PEOPLE living in rural areas may not be able to access the healthcare that they need, according to a new report.
The British Medical Association the professional association for doctors has produced a report that says that despite the image of the "rural idyll", there were people living in pockets of deprivation alongside others living in relative affluence.
Remoteness, a lack of public transport, and the centralisation of services could all put people in rural areas at a disadvantage, according to the report called Healthcare in a Rural Setting.
In addition, the proportion of older people living in rural settings is higher than in the general UK population, and therefore doctors may have to deal with more cases of chronic illness such as heart disease, stroke and mental illness.

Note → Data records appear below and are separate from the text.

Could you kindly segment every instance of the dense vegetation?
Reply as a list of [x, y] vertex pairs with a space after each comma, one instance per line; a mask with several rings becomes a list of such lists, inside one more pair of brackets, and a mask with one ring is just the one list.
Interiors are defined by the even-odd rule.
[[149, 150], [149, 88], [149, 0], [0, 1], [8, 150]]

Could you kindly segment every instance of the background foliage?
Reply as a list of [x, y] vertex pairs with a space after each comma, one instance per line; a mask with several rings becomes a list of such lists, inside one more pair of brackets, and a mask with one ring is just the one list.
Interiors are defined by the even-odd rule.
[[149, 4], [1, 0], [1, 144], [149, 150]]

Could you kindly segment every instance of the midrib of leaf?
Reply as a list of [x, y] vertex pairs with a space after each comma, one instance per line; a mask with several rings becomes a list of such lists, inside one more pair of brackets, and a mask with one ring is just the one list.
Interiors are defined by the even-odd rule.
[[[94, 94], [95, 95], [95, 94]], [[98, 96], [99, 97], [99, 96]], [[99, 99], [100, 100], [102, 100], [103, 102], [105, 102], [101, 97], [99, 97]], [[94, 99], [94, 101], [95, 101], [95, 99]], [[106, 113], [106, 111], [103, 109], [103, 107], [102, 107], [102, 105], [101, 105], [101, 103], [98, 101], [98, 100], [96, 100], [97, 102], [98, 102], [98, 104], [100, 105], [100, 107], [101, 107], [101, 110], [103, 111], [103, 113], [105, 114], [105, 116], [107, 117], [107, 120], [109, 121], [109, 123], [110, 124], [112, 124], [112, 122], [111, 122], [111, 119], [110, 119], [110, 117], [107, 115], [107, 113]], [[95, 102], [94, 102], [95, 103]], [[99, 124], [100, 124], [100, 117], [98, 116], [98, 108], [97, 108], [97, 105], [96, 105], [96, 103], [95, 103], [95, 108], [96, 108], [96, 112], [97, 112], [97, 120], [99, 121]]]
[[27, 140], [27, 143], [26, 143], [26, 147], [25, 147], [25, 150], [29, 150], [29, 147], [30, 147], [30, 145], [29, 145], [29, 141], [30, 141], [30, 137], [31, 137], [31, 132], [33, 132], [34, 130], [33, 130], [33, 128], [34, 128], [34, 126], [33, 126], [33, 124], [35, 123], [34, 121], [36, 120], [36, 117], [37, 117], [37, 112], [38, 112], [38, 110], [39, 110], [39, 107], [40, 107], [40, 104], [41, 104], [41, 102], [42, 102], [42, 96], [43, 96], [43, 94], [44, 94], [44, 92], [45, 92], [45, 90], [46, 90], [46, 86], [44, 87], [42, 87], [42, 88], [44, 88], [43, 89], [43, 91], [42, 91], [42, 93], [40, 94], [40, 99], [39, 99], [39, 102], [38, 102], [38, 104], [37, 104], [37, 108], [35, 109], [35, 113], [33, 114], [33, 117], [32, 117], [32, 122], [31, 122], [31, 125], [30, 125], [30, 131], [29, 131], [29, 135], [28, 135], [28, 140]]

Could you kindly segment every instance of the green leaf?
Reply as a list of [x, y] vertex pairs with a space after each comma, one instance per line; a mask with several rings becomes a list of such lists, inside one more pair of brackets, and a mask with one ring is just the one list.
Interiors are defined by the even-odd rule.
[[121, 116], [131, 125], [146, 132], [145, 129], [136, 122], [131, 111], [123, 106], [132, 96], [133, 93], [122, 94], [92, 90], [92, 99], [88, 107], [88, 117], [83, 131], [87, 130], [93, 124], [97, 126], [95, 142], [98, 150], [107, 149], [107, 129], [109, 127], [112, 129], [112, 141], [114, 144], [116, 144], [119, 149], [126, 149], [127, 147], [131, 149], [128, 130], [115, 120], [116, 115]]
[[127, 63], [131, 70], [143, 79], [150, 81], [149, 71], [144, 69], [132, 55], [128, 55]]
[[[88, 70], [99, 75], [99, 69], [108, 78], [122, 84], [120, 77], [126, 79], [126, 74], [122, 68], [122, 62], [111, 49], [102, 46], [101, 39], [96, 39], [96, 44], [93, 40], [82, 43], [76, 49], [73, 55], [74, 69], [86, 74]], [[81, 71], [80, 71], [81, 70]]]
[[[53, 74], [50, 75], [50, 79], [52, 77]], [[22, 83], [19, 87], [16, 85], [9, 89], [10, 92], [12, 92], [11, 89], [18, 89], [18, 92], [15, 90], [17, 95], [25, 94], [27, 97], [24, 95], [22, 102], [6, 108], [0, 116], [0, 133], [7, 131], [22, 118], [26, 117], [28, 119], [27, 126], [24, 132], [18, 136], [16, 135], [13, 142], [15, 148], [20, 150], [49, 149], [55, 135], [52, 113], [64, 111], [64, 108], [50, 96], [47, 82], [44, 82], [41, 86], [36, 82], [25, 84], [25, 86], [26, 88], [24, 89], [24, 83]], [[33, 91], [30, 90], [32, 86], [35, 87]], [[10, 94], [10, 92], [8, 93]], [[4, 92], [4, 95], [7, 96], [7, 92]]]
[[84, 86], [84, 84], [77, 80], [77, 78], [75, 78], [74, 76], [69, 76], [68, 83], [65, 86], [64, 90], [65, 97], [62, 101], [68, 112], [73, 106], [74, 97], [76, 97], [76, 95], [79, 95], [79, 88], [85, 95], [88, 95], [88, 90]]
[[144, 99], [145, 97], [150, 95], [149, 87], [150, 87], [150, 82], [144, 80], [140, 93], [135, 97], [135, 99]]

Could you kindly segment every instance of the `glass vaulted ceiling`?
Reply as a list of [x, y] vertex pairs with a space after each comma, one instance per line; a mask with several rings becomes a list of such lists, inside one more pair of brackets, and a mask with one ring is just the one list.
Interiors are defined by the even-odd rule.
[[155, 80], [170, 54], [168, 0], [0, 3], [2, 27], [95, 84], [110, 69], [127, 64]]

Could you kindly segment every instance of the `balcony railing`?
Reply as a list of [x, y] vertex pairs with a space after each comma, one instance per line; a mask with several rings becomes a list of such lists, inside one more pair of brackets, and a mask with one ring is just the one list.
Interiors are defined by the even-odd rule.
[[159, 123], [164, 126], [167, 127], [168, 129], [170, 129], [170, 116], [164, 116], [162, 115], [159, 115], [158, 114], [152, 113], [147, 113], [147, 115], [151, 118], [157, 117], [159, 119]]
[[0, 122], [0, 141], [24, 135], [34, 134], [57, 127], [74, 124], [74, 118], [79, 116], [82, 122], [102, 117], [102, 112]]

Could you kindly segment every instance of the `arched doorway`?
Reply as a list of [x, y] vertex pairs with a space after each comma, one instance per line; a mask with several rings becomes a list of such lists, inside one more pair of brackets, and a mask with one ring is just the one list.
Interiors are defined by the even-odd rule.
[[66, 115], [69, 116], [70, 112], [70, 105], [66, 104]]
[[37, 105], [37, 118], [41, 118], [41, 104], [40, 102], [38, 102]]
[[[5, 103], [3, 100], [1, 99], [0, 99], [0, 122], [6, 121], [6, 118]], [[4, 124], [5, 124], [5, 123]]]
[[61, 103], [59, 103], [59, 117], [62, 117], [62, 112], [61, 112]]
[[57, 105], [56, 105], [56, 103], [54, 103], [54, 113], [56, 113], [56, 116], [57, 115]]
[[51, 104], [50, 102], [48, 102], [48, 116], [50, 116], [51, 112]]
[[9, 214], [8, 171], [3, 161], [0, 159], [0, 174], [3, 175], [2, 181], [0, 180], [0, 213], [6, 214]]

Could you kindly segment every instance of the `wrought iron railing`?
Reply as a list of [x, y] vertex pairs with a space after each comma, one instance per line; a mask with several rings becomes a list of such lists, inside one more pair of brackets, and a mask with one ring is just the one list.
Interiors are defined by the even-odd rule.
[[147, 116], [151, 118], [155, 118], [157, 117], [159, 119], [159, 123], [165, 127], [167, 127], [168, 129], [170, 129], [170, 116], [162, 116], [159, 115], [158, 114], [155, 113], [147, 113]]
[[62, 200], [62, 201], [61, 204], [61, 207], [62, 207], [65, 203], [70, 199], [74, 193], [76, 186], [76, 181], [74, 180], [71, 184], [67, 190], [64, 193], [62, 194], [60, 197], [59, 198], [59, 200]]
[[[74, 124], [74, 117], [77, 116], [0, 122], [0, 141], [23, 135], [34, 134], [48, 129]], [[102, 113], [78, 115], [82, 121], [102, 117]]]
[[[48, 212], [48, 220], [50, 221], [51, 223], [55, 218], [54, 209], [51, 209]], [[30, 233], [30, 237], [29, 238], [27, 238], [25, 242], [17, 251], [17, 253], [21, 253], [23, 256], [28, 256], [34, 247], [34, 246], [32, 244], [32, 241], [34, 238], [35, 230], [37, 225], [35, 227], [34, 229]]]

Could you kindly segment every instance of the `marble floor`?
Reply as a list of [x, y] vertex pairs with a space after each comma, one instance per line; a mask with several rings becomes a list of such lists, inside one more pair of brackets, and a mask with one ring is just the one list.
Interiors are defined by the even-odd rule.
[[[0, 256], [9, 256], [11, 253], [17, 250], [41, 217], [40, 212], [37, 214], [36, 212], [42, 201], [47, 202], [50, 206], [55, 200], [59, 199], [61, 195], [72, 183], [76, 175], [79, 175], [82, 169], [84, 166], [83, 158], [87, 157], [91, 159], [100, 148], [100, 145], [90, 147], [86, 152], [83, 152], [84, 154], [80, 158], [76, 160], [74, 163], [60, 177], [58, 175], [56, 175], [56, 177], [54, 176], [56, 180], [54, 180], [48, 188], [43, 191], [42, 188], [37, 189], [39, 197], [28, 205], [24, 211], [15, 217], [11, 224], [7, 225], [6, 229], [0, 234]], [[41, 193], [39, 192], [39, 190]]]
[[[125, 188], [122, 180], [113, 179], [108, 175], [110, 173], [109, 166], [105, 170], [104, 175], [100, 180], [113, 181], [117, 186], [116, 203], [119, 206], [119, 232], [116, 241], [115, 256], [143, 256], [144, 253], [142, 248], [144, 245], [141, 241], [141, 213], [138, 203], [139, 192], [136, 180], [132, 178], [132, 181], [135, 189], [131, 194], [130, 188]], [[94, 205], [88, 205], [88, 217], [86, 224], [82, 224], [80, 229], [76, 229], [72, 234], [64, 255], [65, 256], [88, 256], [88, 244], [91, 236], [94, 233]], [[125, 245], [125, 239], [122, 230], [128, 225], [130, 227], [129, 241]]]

The report highlights the farmers' health project, run by Morecambe Bay Primary Care Trust, as an example of a scheme designed to bridge the gap between people's healthcare needs and the service that is provided.
Morecambe Bay Primary Care Trust director of public health Frank Atherton said that people in rural areas often had different health needs. For example, among people in the farming community, isolation and stress meant that mental health services were very important.
Dr Atherton said that he agreed with what the BMA had found, and added that in Morecambe Bay, the PCT was undertaking audit work about equality in health, partly to establish if people in rural areas had worse access to services than in other areas.
"In this country there's still a lack of understanding about the differences in rural and urban health," he said.
"We certainly recognise the problems that they (the BMA) are describing."